Date Time Data in Python

Codecademy Team
Learn how to work with date and time data in Python.

Introduction and motivation

When working with data, a common type of information you might be handling is date and time data. For example, this could be the timestamp of a purchase order in an e-commerce dataset, or the start and end date of an event for a calendar application.

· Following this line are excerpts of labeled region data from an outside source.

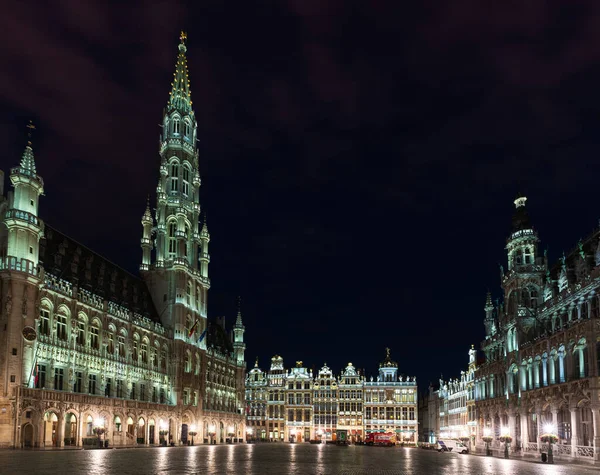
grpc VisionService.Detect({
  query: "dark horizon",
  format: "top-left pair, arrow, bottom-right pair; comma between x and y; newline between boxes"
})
0,0 -> 600,390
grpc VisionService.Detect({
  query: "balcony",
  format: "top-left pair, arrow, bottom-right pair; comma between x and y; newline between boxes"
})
6,208 -> 40,226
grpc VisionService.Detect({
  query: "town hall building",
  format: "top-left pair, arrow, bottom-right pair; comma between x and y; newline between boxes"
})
0,33 -> 245,447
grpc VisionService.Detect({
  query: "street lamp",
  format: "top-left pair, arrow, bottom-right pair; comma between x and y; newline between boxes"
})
500,426 -> 512,459
158,421 -> 169,447
190,424 -> 197,445
93,417 -> 106,447
481,427 -> 492,455
540,423 -> 558,463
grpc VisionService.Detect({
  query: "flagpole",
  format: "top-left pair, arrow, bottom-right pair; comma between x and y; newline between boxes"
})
27,345 -> 40,387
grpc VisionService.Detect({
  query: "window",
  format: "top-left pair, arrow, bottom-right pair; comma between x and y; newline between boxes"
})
73,371 -> 83,393
77,322 -> 85,345
171,162 -> 179,193
106,333 -> 115,355
142,343 -> 148,363
117,335 -> 125,358
33,364 -> 46,389
88,374 -> 96,394
168,221 -> 177,259
38,309 -> 50,335
54,368 -> 65,391
90,326 -> 99,350
56,315 -> 67,340
181,167 -> 190,196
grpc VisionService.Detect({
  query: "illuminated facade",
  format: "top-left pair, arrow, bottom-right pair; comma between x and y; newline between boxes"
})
246,350 -> 418,444
364,348 -> 419,444
428,347 -> 477,444
475,197 -> 600,461
338,363 -> 365,442
313,364 -> 338,440
0,34 -> 245,447
246,358 -> 268,440
285,361 -> 315,442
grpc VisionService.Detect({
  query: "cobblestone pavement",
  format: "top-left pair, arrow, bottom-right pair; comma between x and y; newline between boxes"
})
0,444 -> 598,475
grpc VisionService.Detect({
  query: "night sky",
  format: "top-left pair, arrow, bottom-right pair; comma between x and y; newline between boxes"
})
0,0 -> 600,388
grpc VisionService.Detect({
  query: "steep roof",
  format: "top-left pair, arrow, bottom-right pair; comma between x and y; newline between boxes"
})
40,224 -> 160,323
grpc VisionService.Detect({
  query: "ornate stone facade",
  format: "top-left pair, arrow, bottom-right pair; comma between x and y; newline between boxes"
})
246,350 -> 419,444
475,197 -> 600,461
0,34 -> 245,447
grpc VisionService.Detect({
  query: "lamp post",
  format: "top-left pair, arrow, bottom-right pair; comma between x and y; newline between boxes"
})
500,426 -> 512,459
94,417 -> 106,447
190,424 -> 197,445
158,421 -> 169,447
540,424 -> 558,463
481,427 -> 492,456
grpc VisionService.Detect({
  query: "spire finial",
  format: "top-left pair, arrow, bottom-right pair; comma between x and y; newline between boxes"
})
25,120 -> 35,147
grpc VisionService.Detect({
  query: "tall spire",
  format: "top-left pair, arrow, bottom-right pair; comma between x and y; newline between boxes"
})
235,296 -> 242,326
21,121 -> 36,174
168,31 -> 192,114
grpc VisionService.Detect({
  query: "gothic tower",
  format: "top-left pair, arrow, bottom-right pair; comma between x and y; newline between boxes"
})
502,195 -> 546,353
0,123 -> 44,396
140,32 -> 210,349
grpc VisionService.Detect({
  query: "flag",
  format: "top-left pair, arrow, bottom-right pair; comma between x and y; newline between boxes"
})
188,319 -> 198,338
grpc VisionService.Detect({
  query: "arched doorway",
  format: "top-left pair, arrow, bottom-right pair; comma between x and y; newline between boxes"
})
126,417 -> 135,444
148,419 -> 155,444
44,412 -> 60,447
65,412 -> 77,445
21,423 -> 33,448
137,417 -> 146,444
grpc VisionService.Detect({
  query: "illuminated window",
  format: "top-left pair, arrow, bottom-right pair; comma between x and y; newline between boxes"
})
171,162 -> 179,193
181,167 -> 190,196
169,221 -> 177,259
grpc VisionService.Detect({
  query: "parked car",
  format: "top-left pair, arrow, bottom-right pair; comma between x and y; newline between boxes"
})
437,439 -> 469,454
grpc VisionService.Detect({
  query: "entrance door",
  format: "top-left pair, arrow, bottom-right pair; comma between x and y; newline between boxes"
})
23,424 -> 33,447
181,424 -> 188,444
148,424 -> 154,444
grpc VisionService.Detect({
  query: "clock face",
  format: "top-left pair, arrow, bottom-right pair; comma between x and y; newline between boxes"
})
23,327 -> 37,341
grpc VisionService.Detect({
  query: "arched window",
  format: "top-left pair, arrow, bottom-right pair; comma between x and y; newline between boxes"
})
38,308 -> 50,335
141,340 -> 148,363
170,162 -> 179,193
523,247 -> 533,264
181,165 -> 190,196
184,350 -> 192,373
168,221 -> 177,259
56,315 -> 67,341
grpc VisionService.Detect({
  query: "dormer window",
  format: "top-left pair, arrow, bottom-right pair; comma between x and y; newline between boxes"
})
171,162 -> 179,193
181,166 -> 190,196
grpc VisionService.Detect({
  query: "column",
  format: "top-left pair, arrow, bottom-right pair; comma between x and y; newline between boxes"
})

Let’s take a look at the example dataset below, which contains events data with start and end date information. We used Python’s pandas library to create the DataFrame:

import pandas as pd
df = pd.DataFrame(data={
'event_id': [1, 2, 3],
'event_start': ['2021-01-01', '2021-02-01', '2021-03-01'],
'event_end': ['2021-01-10', '2021-02-20', '2021-03-30']
})
event_id event_start event_end
0 1 2021-01-01 2021-01-10
1 2 2021-02-01 2021-02-20
2 3 2021-03-01 2021-03-30

By default, pandas interprets the inputted dates as strings. We can verify that by checking the type of any of the values in the event_start or event_end column:

# Check type of first date in the event_start column
print(type(df.event_start[0]))
<class 'str'>

While this may not seem like an issue at first glance, there are many disadvantages to storing dates as plain text. For example, we would not be able to easily perform common operations like finding the duration between dates when they are stored as strings:

# This results in a TypeError
print(df.event_end - df.event_start)

But not to worry! The good news is that Python offers a special datetime type that makes it much easier to work with date and time data, and pandas has a corresponding Timestamp object with equivalent functionality. We can use pd.to_datetime() to cast the event_start and event_end columns to datetime and verify that each value is now a Timestamp object:

df.event_start = pd.to_datetime(df.event_start)
df.event_end = pd.to_datetime(df.event_end)
# Check type of first date in the event_start column
print(type(df.event_start[0]))
<class 'pandas._libs.tslibs.timestamps.Timestamp'>

Now, we can easily find the duration between the start and end date columns using the subtraction operator:

print(df.event_end - df.event_start)
0    9 days
1   19 days
2   29 days
dtype: timedelta64[ns]

This only scratches the surface of what we can do with datetimes! In the rest of the article, we will take a closer look at Python’s built-in datetime module, how to use it, and how it translates to working with pandas DataFrames.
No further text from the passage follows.